Our approach is explicitly two-stage, with our interface serving as the first stage and LLMs for CAD as the second. To our knowledge, there are no established state-of-the-art baselines for direct comparison of the entire two-stage pipeline. Comprehensive baselines exist for the second stage, so we have adopted the current SOTA to evaluate the first stage, s.t. our proposed interface.
We fully acknowledge the reviewer's point about prompt sensitivity. Actually, this is also one of our major concerns. To address it, we designed our evaluation protocol to minimize the influence of varying prompts by inputting the same prompt to all compared pipelines for each design step. While this approach cannot completely eliminate prompt variability, it offers a straightforward comparison by controlling this variable as much as possible. Investigating the influence of different prompts represents a promising direction and is now discussed in the revised manuscript.
This paper proposes a novel interface architecture using a Domain-Specific Language (DSL) to bridge the gap between high-level natural language instructions from industrial designers and low-level commands for CAD modeling engines during fast prototyping. The core idea involves using LLMs to generate and refine this intermediate language. The paper received a mixed reception from reviewers, with scores of 4 (Accept), 3 (Weak Accept), 3 (Weak Accept), and 2 (Weak Reject).
Strengths:
Reviewers generally agreed that the paper tackles an important and practical problem in CAD/design (Reviewers TWHa, h3kU).
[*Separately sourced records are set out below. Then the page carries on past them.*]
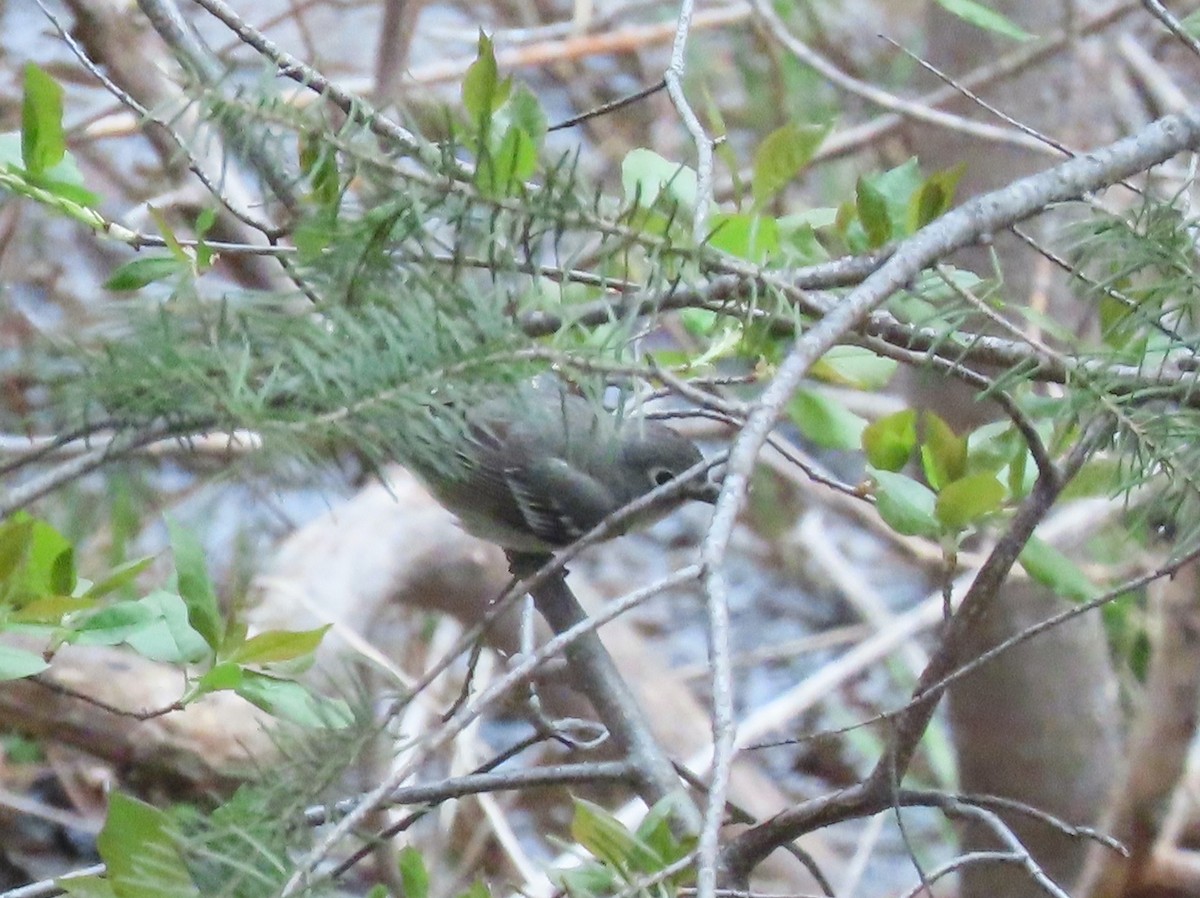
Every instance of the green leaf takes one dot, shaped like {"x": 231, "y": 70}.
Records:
{"x": 906, "y": 506}
{"x": 52, "y": 609}
{"x": 275, "y": 646}
{"x": 855, "y": 366}
{"x": 943, "y": 454}
{"x": 477, "y": 890}
{"x": 63, "y": 573}
{"x": 113, "y": 624}
{"x": 195, "y": 586}
{"x": 119, "y": 576}
{"x": 217, "y": 678}
{"x": 291, "y": 701}
{"x": 935, "y": 197}
{"x": 413, "y": 873}
{"x": 483, "y": 91}
{"x": 646, "y": 175}
{"x": 525, "y": 112}
{"x": 42, "y": 142}
{"x": 889, "y": 441}
{"x": 16, "y": 536}
{"x": 1055, "y": 570}
{"x": 136, "y": 274}
{"x": 985, "y": 17}
{"x": 873, "y": 213}
{"x": 171, "y": 636}
{"x": 139, "y": 846}
{"x": 1191, "y": 23}
{"x": 18, "y": 663}
{"x": 781, "y": 155}
{"x": 749, "y": 237}
{"x": 511, "y": 162}
{"x": 87, "y": 887}
{"x": 825, "y": 421}
{"x": 964, "y": 502}
{"x": 610, "y": 842}
{"x": 36, "y": 561}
The proposed approach of using an intermediate DSL generated via LLMs was considered novel (h3kU). The inclusion of human studies demonstrating potential utility was also seen positively (ugjZ, TWHa).
Weaknesses & Concerns:
Initial concerns included a lack of clarity on why the method outperforms baselines (ugjZ), limited baseline comparisons and potential prompt sensitivity (ugjZ, tc7S), evaluation metrics being proxies for real-world design speed/quality (TWHa), limited generalizability testing (TWHa), lack of qualitative failure analysis and related work (h3kU), and concerns about the evaluation methodology's reproducibility (user study focus) and ablation of sampling techniques (tc7S). Reviewer tc7S, lacking CAD expertise, also found the paper difficult to follow and questioned the novelty beyond multi-sampling/reranking techniques common in LLMs.
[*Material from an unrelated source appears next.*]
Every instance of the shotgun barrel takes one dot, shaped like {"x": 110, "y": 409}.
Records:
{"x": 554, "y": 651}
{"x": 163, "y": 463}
Post Rebuttal & Discussions:
The authors provided detailed rebuttals, clarifying the interface's role (auxiliary module, not replacement), adding related work, qualitative examples (success/failure), details on efficiency, new intermediate evaluation metrics (soundness, completeness, granularity) with ablation results for their MCMC-based approach, and justifying the user study design for fast prototyping. This satisfied Reviewer h3kU (score maintained at 4) but did not convince Reviewer tc7S (score remained 2), who still found the explanations unclear, questioned the MCMC necessity, and remained concerned about reproducibility and the assessment of CAD-specific contributions. Reviewers ugjZ and TWHa acknowledged the rebuttals but did not change their scores (3).
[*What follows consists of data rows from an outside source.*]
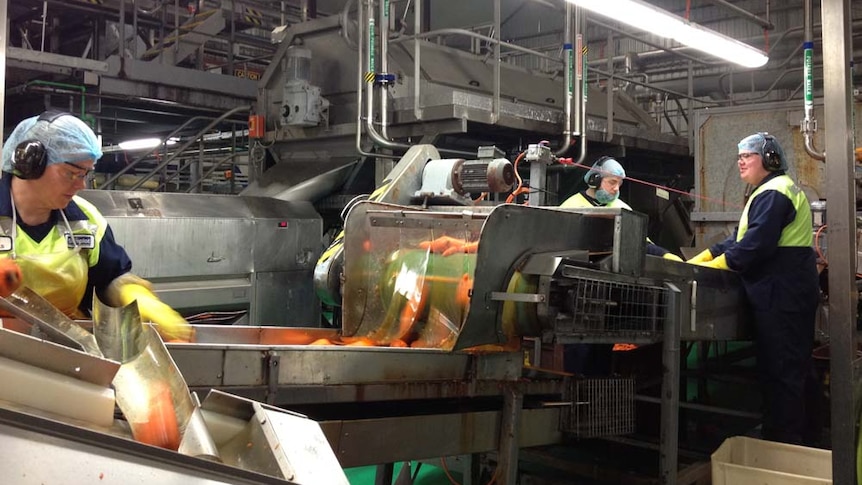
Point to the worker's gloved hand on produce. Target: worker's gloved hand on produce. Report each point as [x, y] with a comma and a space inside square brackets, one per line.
[701, 257]
[717, 263]
[447, 245]
[10, 277]
[170, 324]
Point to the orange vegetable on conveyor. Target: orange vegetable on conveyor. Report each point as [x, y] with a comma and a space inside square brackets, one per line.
[10, 277]
[161, 428]
[442, 243]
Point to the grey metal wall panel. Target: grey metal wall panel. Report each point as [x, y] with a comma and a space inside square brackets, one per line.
[718, 187]
[286, 298]
[186, 247]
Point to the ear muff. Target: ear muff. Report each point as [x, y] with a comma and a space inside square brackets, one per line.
[771, 159]
[30, 157]
[595, 178]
While the paper addresses a relevant application and presents a novel approach with promising initial results (including a positive review from h3kU post-rebuttal), significant concerns remain. Crucially, Reviewer tc7S raises persistent issues regarding methodological clarity, the rigor and reproducibility of the evaluation (heavy reliance on user studies and LLM-as-judge), and the impact of having or not having CoT in the process that seems unfair, and the clear delineation of novelty beyond established LLM sampling techniques. Although the authors provided extensive rebuttals and added content, these did not resolve the core concerns for this reviewer. The other two reviewers remained weakly positive (3). Given the unresolved methodological questions and the split opinions, particularly the strong concerns from an LLM perspective (tc7S), the paper currently sits on the borderline.